Summer is in full swing across North America with the mild nights drawing more people outside to enjoy the star-speckled sky and, with a bit of luck, a glimpse of a shooting star streaking overhead. But just before the middle of July, the attention of stargazers will shift to the moon as a popular astronomical event takes center stage in the night sky.
As the sun sets on Wednesday, July 13, a supermoon will rise, shining brighter than many other full moons throughout the year.
The upcoming supermoon will also be the first full moon of astronomical summer, which started on June 21 at 5:13 a.m. EDT.
The term supermoon is more than a viral nickname. As the moon orbits the Earth, there are periods during which it is closer to the Earth and times when it is farther away. When a full moon coincides with the time when the moon is close to the Earth, it creates a supermoon that appears slightly bigger and brighter than normal.
"Supermoons only happen three to four times a year and always appear consecutively," according to astronomers at NASA.

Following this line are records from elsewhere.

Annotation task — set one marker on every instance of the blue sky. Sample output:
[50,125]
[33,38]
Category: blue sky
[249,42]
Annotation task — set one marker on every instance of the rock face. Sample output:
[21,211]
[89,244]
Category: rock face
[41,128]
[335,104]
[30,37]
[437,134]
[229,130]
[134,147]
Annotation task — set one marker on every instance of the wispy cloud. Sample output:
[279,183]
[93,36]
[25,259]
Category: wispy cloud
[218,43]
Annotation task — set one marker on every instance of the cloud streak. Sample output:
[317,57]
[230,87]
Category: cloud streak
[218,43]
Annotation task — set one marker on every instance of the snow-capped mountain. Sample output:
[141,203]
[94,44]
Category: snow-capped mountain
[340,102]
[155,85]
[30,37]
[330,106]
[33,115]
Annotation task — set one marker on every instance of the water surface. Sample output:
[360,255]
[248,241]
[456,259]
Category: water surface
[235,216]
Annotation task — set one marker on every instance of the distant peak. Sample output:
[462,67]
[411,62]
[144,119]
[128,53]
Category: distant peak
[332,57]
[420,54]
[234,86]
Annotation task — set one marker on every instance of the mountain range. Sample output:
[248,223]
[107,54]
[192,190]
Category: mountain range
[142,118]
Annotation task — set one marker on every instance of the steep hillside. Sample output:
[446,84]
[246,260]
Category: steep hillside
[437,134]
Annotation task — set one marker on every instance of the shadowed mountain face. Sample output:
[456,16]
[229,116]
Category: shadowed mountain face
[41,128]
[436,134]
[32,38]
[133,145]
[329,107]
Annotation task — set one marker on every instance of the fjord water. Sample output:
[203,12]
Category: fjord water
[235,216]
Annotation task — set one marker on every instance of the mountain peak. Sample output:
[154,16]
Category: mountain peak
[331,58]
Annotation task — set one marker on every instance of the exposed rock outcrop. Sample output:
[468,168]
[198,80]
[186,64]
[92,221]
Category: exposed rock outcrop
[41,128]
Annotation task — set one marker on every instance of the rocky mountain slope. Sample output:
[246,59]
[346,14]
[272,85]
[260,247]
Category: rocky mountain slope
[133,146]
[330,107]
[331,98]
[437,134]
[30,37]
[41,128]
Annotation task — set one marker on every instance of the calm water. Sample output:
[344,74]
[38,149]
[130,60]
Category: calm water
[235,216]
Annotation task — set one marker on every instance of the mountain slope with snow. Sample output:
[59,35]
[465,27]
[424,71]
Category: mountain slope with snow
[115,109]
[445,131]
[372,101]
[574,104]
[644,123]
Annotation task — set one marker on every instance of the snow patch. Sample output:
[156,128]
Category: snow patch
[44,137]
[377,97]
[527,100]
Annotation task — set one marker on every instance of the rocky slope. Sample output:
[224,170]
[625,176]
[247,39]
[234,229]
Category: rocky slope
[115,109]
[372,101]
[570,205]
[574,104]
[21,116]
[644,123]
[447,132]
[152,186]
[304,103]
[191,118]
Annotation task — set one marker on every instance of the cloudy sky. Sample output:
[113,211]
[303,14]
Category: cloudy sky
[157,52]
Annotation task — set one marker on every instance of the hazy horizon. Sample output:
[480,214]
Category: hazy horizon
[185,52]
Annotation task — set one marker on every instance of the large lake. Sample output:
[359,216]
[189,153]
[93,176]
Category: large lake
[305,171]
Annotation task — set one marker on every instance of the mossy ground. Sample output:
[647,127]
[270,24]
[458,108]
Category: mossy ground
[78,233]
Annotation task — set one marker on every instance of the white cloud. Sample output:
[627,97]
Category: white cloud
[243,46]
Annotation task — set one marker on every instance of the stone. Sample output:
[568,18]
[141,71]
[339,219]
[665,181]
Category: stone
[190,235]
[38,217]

July's lunar spectacle will be the second edition of a supermoon trilogy in 2022. The first supermoon of the year rose in June and the third and final of the year will rise in August. After this summer, a supermoon will not shine again until Sept. 18, 2024.
|When the moon is at perigee, it appears slightly bigger and brighter than at other points in its orbit. Image not to scale. Image courtesy of AccuWeather|
In addition to being a supermoon, July's full moon has no shortage of nicknames, including one inspired by summer weather.
Due to the thunderstorms that frequently rumble across North America in July, the month's full moon is sometimes referred to as the Thunder Moon, according to the Old Farmer's Almanac.
Other full moon nicknames include the Buck Moon, the Hay Moon, the Berry Moon, the Halfway Summer Moon and the Salmon Moon.
The "Super Thunder Moon" will rise in the eastern sky right around sunset on Wednesday, July 13 -- and it won't be alone.
Saturn will rise in the same area of the sky shortly before midnight, local time, appearing just to the left of the moon. Night owls can also look for Jupiter and Mars in the eastern sky, which should appear above the horizon by around 2 a.m. local time.
The moon will sweep past these planets in the nights that follow, encountering Saturn early in the morning of July 16, followed by a pass near Jupiter on July 19 and an extremely close meet-up with Mars on July 21.